Nestcon: Unit wins RM200m job to build 47-storey mixed development. Nestcon secured a RM200m contract to build a 47- storey mixed commercial development at Jalan Liew Weng Chee. The 41-month contract was awarded by Armada Istimewa SB and is expected to be completed on or before June 16, 2026. (The Edge)

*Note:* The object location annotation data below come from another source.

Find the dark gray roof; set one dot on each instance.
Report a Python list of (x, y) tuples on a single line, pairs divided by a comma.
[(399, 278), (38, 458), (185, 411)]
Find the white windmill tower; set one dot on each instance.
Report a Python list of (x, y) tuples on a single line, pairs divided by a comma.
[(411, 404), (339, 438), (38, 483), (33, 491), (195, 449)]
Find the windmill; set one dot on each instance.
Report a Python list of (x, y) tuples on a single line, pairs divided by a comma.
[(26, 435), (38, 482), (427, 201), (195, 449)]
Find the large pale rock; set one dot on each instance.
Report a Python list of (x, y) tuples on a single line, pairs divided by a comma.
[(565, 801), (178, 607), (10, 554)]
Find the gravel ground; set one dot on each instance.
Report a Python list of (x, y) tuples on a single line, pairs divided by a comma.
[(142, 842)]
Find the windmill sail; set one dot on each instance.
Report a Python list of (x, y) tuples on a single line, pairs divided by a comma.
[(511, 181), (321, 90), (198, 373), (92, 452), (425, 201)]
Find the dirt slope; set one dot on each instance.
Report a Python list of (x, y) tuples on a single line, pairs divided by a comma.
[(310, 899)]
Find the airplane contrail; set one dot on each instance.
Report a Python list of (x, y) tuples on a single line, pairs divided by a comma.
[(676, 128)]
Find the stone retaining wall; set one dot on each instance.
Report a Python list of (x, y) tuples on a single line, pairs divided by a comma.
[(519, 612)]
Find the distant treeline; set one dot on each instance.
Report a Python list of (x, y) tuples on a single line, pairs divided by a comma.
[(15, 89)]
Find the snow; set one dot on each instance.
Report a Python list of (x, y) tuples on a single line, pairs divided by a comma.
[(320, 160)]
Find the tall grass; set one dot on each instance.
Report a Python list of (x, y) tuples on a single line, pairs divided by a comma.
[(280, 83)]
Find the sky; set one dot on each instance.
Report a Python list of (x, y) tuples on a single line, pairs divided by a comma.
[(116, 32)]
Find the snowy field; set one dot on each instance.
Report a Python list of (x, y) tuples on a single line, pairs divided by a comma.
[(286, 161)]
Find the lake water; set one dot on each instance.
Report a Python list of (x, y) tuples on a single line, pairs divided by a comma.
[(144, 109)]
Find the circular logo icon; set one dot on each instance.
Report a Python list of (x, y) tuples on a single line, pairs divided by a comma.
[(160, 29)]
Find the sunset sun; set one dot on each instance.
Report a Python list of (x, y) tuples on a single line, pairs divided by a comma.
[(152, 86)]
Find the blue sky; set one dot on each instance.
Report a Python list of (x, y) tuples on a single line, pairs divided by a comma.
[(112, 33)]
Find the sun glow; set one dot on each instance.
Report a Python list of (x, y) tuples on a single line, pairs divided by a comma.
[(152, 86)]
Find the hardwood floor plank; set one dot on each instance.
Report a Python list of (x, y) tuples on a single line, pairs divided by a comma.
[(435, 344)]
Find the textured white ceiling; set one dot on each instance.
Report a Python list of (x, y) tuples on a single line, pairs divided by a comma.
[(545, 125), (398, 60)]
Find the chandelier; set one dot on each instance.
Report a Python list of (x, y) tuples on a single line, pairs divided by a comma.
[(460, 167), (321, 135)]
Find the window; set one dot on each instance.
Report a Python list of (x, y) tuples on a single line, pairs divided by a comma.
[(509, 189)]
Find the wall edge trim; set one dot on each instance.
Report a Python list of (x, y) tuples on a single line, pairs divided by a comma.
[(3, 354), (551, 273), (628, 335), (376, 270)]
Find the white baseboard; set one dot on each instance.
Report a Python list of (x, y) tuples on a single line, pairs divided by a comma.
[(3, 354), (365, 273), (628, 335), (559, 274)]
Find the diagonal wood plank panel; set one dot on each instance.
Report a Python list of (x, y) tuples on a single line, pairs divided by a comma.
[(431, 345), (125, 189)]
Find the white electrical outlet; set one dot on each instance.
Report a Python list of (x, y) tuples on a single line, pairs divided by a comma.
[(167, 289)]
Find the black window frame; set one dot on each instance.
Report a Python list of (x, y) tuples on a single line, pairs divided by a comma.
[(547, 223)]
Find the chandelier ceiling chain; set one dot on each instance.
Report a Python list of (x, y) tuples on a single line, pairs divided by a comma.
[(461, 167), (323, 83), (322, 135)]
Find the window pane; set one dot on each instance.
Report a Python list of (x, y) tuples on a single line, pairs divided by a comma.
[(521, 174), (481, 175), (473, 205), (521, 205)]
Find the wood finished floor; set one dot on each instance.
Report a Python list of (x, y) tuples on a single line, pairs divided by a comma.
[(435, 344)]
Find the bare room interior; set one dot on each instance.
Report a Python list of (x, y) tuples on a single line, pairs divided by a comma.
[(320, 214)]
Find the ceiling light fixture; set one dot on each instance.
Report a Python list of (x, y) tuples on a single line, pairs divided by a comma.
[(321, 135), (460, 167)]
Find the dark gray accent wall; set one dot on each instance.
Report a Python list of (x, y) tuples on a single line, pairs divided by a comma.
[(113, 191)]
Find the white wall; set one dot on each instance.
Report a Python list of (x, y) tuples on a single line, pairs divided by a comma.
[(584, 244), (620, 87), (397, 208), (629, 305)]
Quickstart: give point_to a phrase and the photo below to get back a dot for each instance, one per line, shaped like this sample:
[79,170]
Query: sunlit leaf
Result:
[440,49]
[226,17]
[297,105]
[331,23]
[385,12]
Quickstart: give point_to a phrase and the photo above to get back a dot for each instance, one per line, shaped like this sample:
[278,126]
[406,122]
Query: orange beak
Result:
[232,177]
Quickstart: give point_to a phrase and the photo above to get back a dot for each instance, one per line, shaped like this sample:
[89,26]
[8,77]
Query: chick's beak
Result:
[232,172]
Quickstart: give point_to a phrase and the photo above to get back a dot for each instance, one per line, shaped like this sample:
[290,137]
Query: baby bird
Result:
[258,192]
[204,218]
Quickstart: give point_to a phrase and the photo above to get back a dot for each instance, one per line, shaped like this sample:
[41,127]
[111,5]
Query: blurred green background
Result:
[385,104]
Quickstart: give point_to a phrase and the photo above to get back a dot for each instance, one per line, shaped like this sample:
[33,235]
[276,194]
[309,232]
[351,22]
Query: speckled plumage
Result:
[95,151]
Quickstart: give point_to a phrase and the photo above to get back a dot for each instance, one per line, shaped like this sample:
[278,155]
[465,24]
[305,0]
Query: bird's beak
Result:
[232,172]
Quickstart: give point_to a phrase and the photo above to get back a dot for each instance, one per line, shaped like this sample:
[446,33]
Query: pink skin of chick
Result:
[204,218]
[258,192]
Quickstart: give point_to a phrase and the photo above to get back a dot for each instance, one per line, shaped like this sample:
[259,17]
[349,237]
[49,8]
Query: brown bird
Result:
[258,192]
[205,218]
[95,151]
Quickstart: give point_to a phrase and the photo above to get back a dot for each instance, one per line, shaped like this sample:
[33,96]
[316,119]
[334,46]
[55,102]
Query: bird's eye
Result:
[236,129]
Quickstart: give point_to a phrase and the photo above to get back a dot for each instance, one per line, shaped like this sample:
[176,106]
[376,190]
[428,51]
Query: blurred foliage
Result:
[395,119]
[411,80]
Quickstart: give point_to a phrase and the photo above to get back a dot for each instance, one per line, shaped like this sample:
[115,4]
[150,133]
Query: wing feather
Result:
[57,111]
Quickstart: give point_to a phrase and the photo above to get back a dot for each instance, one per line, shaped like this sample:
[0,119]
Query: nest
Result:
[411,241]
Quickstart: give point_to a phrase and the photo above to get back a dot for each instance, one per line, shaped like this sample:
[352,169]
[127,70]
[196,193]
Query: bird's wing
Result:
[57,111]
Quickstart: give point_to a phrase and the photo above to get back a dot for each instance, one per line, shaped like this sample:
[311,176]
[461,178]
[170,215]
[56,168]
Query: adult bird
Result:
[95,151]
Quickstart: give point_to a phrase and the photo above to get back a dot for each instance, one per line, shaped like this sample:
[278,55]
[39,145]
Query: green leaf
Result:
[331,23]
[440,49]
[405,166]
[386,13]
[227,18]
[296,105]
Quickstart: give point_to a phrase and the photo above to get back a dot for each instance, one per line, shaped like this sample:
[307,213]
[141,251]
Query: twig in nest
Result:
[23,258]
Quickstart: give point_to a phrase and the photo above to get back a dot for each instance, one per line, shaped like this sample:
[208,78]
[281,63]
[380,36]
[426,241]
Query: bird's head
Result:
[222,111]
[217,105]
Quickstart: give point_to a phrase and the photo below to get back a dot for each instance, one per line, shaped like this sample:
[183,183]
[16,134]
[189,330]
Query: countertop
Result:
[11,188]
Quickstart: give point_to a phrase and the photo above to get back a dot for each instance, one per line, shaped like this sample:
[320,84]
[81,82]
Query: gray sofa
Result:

Bintai Kinden: Ventures into digital assets. Bintai Kinden Corporation is venturing into digital assets, as part of the company's treasury management. The move also considers longer-term needs in business expansion. As part of this initiative and to take into consideration the longer-term needs, BTSB has an account with a digital currency exchange licensed by the Securities Commission. (BTimes)

Market Update

The FBM KLCI might open higher today as US stocks rose on Tuesday even after Federal Reserve officials reiterated that interest rates would probably hover above 5% for much of 2023. Rising prices for healthcare and consumer cyclical stocks helped Wall Street’s blue-chip S&P 500 close 0.7% higher. The tech-heavy Nasdaq Composite gained 1% as investors shook off warnings on Monday from the Presidents of the US central bank’s San Francisco and Atlanta branches that high inflation meant interest rates had further to climb. Most Fed officials expect the fed funds rate to peak between 5% and 5.25% later this year, up from its current level at between 4.25% and 4.5%. Much of the debate among investors now revolves around whether the central bank will lift borrowing costs by 0.5 percentage points or 0.25 percentage points when it meets at the end of this month. Arguments for either move depend to a large extent on December’s consumer price index data, which will be published on Thursday. In Europe, Europe’s Stoxx 600 shed 0.6%, eating into strong gains since the beginning of January, while London’s FTSE 100 fell 0.4% and Germany’s Dax lost 0.1%.

Back home, Bursa Malaysia retreated from Monday’s gains to end lower ton Tuesday due to profit-taking amid the jittery performance of the regional markets, as investors were cautious ahead of the speech by US Federal Reserve chairman Jerome Powell, scheduled for Tuesday. At the closing, the benchmark FBM KLCI decreased 8.29 points or 0.55% to 1,485.13 from Monday's close of 1,493.42. In the region, Hong Kong’s Hang Seng index fell 0.3% and China’s CSI 300 index of Shanghai- and Shenzhen-listed stocks added 0.1%.